HTML and DOM lack those because that’s not what they’re for. Stop trying to build desktop and mobile applications using a document markup language. If you’re building a client-side application, use the platforms’ native languages and technologies.
It should be possible to port a modern browser engine to an average new PC from 1995 and use almost the entire web, over 33.6K dialup, with good performance—modulo high-res/quality images, audio, and video. That we’ve allowed the web to get away from this says way more about web development than technology.
> HTML and DOM lack those because that’s not what they’re for. Stop trying to build desktop and mobile applications using a document markup language. If you’re building a client-side application, use the platforms’ native languages and technologies.
People love to say this here but I've never seen a good reason for it. Web technologies are far and away the best I've used for creating user interfaces. And there are significant advantages to building on the web. How else can someone jump into collaborating on a document or a picture with me — without installing anything — after receiving only a short text?
>How else can someone jump into collaborating on a document or a picture with me — without installing anything — after receiving only a short text?
To be fair, that doesn't require HTML and the DOM, it just requires a network. It just happens that the network we have is used to serve HTML and everyone already had the app installed (browsers) when "web apps" became a thing.
Indeed, some of us were doing it many years ago in native applications, no HTTP involved, on hardware a fraction as powerful as the average smart watch.
HTML and DOM are genuinely poor media for doing that though. A lot of web development is working around them.
However, it’s the only common UI we have. It is defined outside the scope of any one platform. And if you want to serve HTML, you have to conform to the spec.
There is no UIML. If there were and if it were served via HTTP, we could have all of what you want AND a better web development experience
All native toolkits are better to work with for UI than HTML+DOM.
To paraphrase: saying HTML+DOM is great because it works everywhere is like saying anal sex is the best because it works on everyone.
Eventually, in any significantly complex application, you will have to work around the DOM. Or kick to rolling your own controls because HTML doesn't have what you need. React, Angular, Vue, Bootstrap, Tailwind, Material, the others, they all exist because HTML+DOM is not made for what it has been forced to do.
"Centering a div" is a meme for a reason. You don't have those problems with native UI.
There is a very clear market desire for desktop style apps delivered through browsers.
Users love it. Users hate installers. Users hate updates. Webpages have neither.

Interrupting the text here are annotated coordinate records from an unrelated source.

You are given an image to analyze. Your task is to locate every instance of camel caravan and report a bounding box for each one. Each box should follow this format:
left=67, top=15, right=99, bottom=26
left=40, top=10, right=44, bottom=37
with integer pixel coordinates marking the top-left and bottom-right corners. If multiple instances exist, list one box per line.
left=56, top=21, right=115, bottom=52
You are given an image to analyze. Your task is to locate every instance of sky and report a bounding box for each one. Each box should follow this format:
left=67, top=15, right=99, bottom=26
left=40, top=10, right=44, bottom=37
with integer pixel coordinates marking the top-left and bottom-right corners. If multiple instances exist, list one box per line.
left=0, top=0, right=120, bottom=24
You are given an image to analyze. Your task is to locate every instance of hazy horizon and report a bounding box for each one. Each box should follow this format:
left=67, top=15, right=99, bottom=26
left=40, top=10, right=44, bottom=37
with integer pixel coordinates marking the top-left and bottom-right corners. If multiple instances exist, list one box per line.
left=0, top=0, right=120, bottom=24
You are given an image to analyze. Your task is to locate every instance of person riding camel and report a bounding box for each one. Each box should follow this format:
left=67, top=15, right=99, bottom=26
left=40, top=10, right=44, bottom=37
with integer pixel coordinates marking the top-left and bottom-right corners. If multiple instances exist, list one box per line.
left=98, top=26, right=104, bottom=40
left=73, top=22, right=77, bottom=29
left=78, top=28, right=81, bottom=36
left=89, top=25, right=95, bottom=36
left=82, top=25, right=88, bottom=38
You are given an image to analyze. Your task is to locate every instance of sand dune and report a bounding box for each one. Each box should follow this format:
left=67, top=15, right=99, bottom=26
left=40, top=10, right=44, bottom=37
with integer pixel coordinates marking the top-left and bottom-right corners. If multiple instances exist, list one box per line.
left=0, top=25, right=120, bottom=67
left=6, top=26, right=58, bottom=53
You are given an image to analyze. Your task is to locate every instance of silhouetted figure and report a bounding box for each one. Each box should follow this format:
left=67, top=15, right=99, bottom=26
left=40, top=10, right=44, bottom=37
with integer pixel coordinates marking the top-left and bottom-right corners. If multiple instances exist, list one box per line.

Companies love it. Makes subscription access apps easy to sell. Makes it easy to target all platforms and keep costs low.
Seems very flippant to completely dismiss the dominant trend in this industry over the past 20 years as simply wrong.
I agree the technologies are not well suited to this purpose which is why I avoid frontend at all costs. But powerful web apps generate a lot of value for a lot of people, myself included.
Nah. This “dominant trend” exists because companies are always trying to get developers as cheaply as possible, not because pretending web pages are applications actually provides real productivity or usability or even deployment benefits over the long term relative to native applications.
Some of us have been in this industry long enough to see the same promises come around several times in various forms and they’ve always been bullshit. Thats why I don’t participate in it and stick to native development.
I disagree. Most of the "interactivity" is attention-stealing anti-patterns that no sane person actually wants.
News sites with scrolling auto-playing videos, overly-complex SPAs that are slow when you just want to get this specific task done, newsletter subscription modals, the list goes on.
True "webapps" are rarer than we've been lead to believe.
It should be possible to port a modern browser engine to an average new PC from 1995 and use almost the entire web, over 33.6K dialup, with good performance—modulo high-res/quality images, audio, and video. That we’ve allowed the web to get away from this says way more about web development than technology.